Each token activates only a few experts; the network grows in capacity without growing in compute per token.
From the chapter: Chapter 15: Modern AI
Glossary: mixture of experts
Transcript
A normal transformer feed-forward block: every parameter is used for every token.
Mixture of experts replaces it with many parallel feed-forward networks, called experts. Eight, sixty-four, two hundred and fifty-six.
For each token, a small router network outputs scores over experts. Pick the top k, often two. Run only those experts on this token. Combine their outputs, weighted by the router scores.
Each token uses k expert blocks instead of all of them. Compute per token is constant. Total parameter count grows with the number of experts.
A model with sixty-four experts and top-two routing has roughly thirty-two times the parameters but the same FLOPs per token as the dense baseline.

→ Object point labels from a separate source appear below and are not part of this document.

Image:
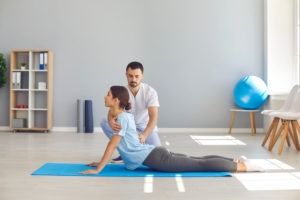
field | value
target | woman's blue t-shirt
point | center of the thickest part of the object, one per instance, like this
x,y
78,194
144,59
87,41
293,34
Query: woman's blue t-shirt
x,y
131,150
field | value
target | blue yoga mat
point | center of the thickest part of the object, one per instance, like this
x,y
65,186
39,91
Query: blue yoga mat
x,y
115,170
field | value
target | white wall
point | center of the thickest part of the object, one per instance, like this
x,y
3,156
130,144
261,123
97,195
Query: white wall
x,y
193,51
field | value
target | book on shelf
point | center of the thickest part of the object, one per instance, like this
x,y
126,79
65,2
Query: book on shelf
x,y
42,65
16,82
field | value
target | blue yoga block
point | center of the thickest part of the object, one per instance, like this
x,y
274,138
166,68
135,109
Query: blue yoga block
x,y
89,121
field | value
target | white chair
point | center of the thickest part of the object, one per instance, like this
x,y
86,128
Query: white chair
x,y
289,125
286,107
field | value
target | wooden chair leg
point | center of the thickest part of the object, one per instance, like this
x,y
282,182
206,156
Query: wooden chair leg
x,y
270,130
232,121
288,138
252,123
286,130
295,126
274,140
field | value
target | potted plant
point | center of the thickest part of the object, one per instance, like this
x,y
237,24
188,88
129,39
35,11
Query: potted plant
x,y
3,69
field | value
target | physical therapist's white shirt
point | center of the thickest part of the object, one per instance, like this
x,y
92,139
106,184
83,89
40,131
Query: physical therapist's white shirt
x,y
145,98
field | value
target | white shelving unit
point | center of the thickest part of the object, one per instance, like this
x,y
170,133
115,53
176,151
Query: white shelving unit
x,y
31,105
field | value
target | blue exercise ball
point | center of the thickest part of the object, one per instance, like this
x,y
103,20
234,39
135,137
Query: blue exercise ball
x,y
250,92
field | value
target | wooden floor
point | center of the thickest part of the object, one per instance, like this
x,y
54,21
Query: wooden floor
x,y
22,153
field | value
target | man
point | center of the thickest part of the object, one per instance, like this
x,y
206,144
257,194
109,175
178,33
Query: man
x,y
144,102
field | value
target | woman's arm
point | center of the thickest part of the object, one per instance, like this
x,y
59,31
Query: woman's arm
x,y
153,115
110,148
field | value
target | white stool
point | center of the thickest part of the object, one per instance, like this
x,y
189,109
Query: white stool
x,y
251,115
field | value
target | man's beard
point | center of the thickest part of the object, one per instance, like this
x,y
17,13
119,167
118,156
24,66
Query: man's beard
x,y
133,84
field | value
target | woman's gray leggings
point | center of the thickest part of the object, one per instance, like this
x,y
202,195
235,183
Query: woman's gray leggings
x,y
161,159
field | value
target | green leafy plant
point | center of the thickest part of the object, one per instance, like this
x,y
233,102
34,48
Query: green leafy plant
x,y
3,69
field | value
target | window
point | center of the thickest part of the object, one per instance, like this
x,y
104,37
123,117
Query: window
x,y
281,45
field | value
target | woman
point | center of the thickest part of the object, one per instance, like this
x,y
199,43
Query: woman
x,y
136,154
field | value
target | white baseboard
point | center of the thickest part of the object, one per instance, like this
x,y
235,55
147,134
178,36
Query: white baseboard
x,y
172,130
4,128
161,130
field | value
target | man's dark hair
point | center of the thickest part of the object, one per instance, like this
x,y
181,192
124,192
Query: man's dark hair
x,y
135,65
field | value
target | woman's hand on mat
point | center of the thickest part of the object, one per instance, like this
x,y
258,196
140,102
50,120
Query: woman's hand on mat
x,y
89,171
93,164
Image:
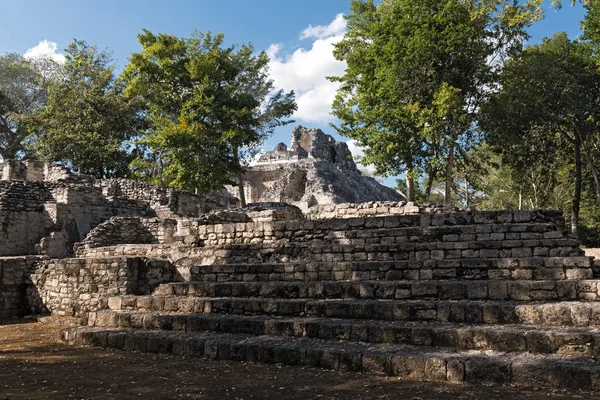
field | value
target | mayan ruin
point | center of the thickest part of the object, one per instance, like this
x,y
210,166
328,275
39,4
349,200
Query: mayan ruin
x,y
426,293
332,200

Training challenges. Load balancing: experts must each see a similar number of tokens, else some starve and some saturate. Auxiliary losses encourage even routing.
Mixture of experts powers Switch Transformer, GLaM, Mixtral, DeepSeek, and recent Llama variants. The key insight: scale model capacity through specialisation, not through dense compute.
At inference time, the router decides per token. Two experts process a token; the others are idle. This makes MoE a bargain at deployment, especially with kernels that handle expert sparsity efficiently.
Capacity without quadratic compute. The recipe behind much of recent scaling.